Gletscher sind nicht nur wichtige Zulieferer für Flüsse und Seen – sie bestehen auch aus 70 Prozent des Süßwassers der Erde und sind demnach unsere größten Süßwasserspeicher. Ihr Verschwinden wird einen entscheidenden Einfluss auf das Weltklima haben. (Stichwörter: Anstieg des Meeresspiegels und Süßwasserknappheit)
Problem Nummer 2: Massentourismus in den Alpen

1992 überquerte eine Forschergruppe die Alpen und wiederholte die gleiche Tour 25 Jahre später (2017). In dieser kurzen Zeitspanne stellten sie bereits “enorme Veränderungen” fest. Hierzu gehörte zum einen die bereits erwähnte Gletscherschmelze und zum anderen auch der Tourismus. Hatte es in den 1990er-Jahren nur wenige Touristen aus Asien gegeben, so gibt es nun viele zusätzliche Reisende und in manchen Orten spricht man sogar von Massentourismus.
Aber was ist daran eigentlich das Problem? Mit dem Tourismus entstehen neue Hotelanlagen, Schnellstraßen und Parkplätze. Dies würde laut den Wissenschaftlern die Alpen zwar nicht sofort zerstören, doch müsse man darauf aufpassen, dass der Entwicklung ein nachhaltiges Konzept zu Grunde liege.

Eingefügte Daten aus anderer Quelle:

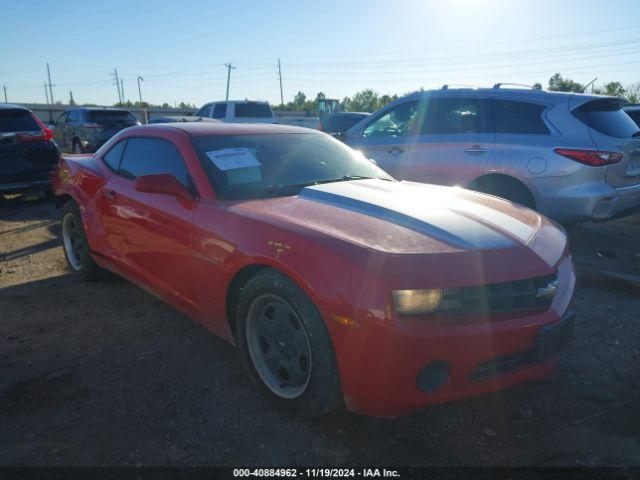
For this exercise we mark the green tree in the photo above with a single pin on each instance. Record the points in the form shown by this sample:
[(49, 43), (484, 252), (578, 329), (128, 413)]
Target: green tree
[(559, 84)]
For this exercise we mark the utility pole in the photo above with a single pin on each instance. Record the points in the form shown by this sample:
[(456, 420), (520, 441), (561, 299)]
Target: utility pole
[(280, 78), (50, 90), (229, 67), (115, 76)]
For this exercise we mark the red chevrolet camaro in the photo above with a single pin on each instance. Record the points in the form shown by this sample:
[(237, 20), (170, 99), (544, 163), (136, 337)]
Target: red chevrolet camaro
[(336, 282)]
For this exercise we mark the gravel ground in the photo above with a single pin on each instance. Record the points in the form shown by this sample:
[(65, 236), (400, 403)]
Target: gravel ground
[(105, 374)]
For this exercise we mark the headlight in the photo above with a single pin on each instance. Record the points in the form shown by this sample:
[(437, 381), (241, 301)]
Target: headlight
[(417, 302)]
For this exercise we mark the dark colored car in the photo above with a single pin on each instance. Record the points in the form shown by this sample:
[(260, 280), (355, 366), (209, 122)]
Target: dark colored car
[(338, 123), (84, 130), (634, 112), (28, 153)]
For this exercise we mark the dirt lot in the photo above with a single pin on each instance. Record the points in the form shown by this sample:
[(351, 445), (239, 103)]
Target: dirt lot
[(105, 374)]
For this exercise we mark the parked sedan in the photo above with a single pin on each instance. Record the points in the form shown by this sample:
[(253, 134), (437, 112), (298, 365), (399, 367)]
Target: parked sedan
[(84, 130), (28, 155), (337, 124), (335, 281), (634, 112), (572, 157)]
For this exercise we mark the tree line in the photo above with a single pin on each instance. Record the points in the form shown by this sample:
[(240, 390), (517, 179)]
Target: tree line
[(368, 100)]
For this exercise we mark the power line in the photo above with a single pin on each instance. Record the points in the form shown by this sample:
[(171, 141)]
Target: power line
[(229, 67), (50, 89)]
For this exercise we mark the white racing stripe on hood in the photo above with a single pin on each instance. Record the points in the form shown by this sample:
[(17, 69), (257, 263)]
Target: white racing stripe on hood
[(434, 211)]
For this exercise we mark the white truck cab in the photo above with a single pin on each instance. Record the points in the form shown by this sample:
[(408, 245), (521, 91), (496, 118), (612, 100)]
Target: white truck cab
[(238, 111)]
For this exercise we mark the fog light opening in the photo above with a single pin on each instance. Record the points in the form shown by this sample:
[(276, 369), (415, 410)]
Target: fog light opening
[(433, 376)]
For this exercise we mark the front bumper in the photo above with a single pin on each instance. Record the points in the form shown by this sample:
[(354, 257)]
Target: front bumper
[(382, 362)]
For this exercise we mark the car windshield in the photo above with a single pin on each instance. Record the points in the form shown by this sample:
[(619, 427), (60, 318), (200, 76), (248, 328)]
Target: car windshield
[(261, 166), (112, 118), (17, 120)]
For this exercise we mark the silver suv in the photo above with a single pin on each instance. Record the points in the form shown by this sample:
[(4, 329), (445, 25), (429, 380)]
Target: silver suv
[(572, 157)]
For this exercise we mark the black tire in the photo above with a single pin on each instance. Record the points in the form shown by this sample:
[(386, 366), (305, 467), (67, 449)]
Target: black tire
[(321, 392), (75, 244), (504, 188)]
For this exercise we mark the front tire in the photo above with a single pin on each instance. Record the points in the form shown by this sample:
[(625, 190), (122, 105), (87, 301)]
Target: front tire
[(286, 346), (75, 244)]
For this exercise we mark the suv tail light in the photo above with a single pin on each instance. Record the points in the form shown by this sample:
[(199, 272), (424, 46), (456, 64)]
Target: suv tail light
[(46, 134), (593, 158)]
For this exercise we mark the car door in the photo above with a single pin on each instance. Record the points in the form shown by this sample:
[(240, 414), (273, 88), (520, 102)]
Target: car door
[(59, 132), (149, 234), (454, 141), (389, 138)]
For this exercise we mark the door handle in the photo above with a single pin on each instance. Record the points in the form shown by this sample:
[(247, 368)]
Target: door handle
[(395, 150), (476, 149)]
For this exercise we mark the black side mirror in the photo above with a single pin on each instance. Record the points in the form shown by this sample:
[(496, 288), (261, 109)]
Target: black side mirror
[(342, 136)]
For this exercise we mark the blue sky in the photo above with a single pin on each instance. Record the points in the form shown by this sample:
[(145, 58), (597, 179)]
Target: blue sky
[(338, 47)]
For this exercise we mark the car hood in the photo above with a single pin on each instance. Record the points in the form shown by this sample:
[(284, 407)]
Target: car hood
[(411, 218)]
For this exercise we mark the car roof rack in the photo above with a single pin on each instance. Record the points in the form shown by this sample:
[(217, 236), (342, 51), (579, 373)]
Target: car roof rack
[(498, 86), (457, 85)]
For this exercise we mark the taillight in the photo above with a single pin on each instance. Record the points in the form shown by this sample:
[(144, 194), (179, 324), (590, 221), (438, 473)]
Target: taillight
[(593, 158), (47, 134)]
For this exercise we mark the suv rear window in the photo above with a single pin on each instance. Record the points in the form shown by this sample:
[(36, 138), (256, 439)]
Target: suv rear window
[(510, 116), (606, 116), (17, 120), (253, 110), (111, 118)]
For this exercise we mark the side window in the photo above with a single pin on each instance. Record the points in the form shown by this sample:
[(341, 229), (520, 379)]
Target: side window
[(396, 122), (220, 110), (146, 156), (204, 111), (511, 116), (113, 156), (455, 116)]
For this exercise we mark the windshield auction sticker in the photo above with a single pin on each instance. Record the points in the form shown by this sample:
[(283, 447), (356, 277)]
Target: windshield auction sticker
[(233, 158)]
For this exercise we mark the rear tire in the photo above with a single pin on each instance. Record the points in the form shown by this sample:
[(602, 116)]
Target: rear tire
[(286, 347), (75, 244), (507, 188)]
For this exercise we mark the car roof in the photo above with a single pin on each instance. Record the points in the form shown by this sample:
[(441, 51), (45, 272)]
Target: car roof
[(11, 106), (101, 109), (507, 92), (203, 129)]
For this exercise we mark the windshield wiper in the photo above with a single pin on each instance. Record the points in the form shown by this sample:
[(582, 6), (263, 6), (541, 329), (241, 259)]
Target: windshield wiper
[(292, 189)]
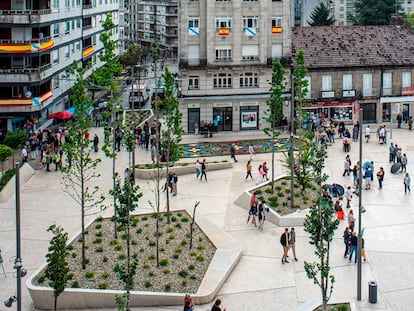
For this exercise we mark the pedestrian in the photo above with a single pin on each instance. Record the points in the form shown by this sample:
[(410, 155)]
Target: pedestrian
[(260, 215), (380, 176), (404, 161), (95, 142), (203, 170), (407, 182), (233, 152), (251, 151), (347, 165), (249, 169), (346, 236), (153, 153), (188, 303), (367, 134), (198, 168), (216, 306), (351, 220), (284, 240), (292, 241), (392, 153), (348, 196), (353, 242)]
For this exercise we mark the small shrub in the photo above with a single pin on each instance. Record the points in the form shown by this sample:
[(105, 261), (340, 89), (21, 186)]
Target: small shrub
[(102, 286), (89, 275)]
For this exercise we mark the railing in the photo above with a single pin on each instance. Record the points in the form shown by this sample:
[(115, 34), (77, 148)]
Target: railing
[(25, 70)]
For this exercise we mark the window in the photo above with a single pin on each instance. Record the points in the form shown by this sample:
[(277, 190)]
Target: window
[(193, 83), (367, 84), (223, 22), (327, 83), (250, 52), (222, 80), (347, 82), (223, 54), (406, 79), (387, 83), (55, 30), (250, 22), (55, 56), (249, 79)]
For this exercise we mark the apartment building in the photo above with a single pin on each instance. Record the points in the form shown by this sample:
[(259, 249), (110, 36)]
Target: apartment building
[(225, 57), (354, 67), (156, 20), (39, 40)]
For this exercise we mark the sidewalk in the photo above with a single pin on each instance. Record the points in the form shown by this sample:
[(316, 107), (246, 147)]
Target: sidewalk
[(259, 281)]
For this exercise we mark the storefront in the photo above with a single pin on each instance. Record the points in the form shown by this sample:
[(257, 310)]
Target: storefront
[(249, 116), (335, 111)]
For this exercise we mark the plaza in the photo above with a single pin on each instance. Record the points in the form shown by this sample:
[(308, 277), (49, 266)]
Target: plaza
[(259, 281)]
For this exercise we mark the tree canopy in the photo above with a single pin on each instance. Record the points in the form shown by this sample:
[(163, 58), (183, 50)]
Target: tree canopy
[(375, 12), (321, 16)]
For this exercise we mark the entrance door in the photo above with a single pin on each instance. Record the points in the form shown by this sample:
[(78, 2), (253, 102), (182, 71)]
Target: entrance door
[(193, 117), (224, 115), (369, 113)]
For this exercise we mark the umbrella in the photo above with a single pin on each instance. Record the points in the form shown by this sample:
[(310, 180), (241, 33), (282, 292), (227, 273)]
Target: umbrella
[(61, 115)]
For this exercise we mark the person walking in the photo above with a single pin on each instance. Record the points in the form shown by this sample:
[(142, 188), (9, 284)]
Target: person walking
[(353, 241), (407, 183), (347, 237), (203, 170), (380, 176), (249, 169), (292, 242), (233, 152), (404, 161), (351, 220), (284, 240)]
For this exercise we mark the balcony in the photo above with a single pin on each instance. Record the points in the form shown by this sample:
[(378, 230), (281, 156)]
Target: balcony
[(32, 46)]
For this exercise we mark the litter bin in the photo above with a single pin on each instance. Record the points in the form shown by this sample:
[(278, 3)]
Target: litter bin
[(372, 292)]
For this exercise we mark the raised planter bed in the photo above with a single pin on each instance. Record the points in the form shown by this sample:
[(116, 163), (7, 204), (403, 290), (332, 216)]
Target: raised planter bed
[(180, 169)]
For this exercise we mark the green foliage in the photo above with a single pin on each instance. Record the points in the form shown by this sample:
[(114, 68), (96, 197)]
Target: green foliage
[(321, 224), (15, 139), (57, 265), (372, 12), (321, 16)]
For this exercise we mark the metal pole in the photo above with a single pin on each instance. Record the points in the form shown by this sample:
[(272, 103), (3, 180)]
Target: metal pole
[(359, 274), (18, 261), (292, 132)]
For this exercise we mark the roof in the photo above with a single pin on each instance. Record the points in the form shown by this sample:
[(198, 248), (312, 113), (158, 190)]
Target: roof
[(354, 46)]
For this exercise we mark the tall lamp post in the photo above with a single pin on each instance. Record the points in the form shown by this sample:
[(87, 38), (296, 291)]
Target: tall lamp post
[(360, 210)]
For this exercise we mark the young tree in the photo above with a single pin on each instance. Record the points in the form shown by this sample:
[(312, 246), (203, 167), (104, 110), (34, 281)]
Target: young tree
[(321, 224), (274, 112), (173, 130), (321, 16), (80, 173), (15, 140), (57, 264), (5, 153), (373, 12)]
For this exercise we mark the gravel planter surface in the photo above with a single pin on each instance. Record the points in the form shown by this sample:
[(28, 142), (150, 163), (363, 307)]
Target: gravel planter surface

Ist stärkere Tourismus nun gut oder schlecht für die Schweiz?
Der Tourismus hat natürlich Schattenseiten, doch bisher überwiegen in der Schweiz die Vorteile. Diese sind:
- Interkulturelle Begegnungen (Förderung von Austausch und Toleranz)
- Landschaftspflege (Die Natur soll für Reisende attraktiv gehalten werden)
- Schutz von Kultur und Brauchtum
- Ermöglicht ein Zusatzeinkommen für viele Landwirte
- Stärkt die lokale Wirtschaft
- Schafft Wertschöpfung
Was bedeutet nachhaltiger Tourismus?
Die meisten Emissionen verursacht im Urlaub die Anreise. Doch gibt es noch viele weitere Aspekte, die dazu beitragen, wie Tourismus nachhaltig wird. Wenn du dich genauer damit beschäftigen möchtest, was Reisen und Tourismus nachhaltig macht, so empfehlen wir dir unseren Hintergrundartikel über nachhaltiges Reisen oder unsere Expertentipps.
Tipp: Die Nebensaison nutzen
Die Schweiz hat in allen vier Jahreszeiten ihren Reiz und ist auch im Frühling und Herbst eine wunderschöne Reisedestination.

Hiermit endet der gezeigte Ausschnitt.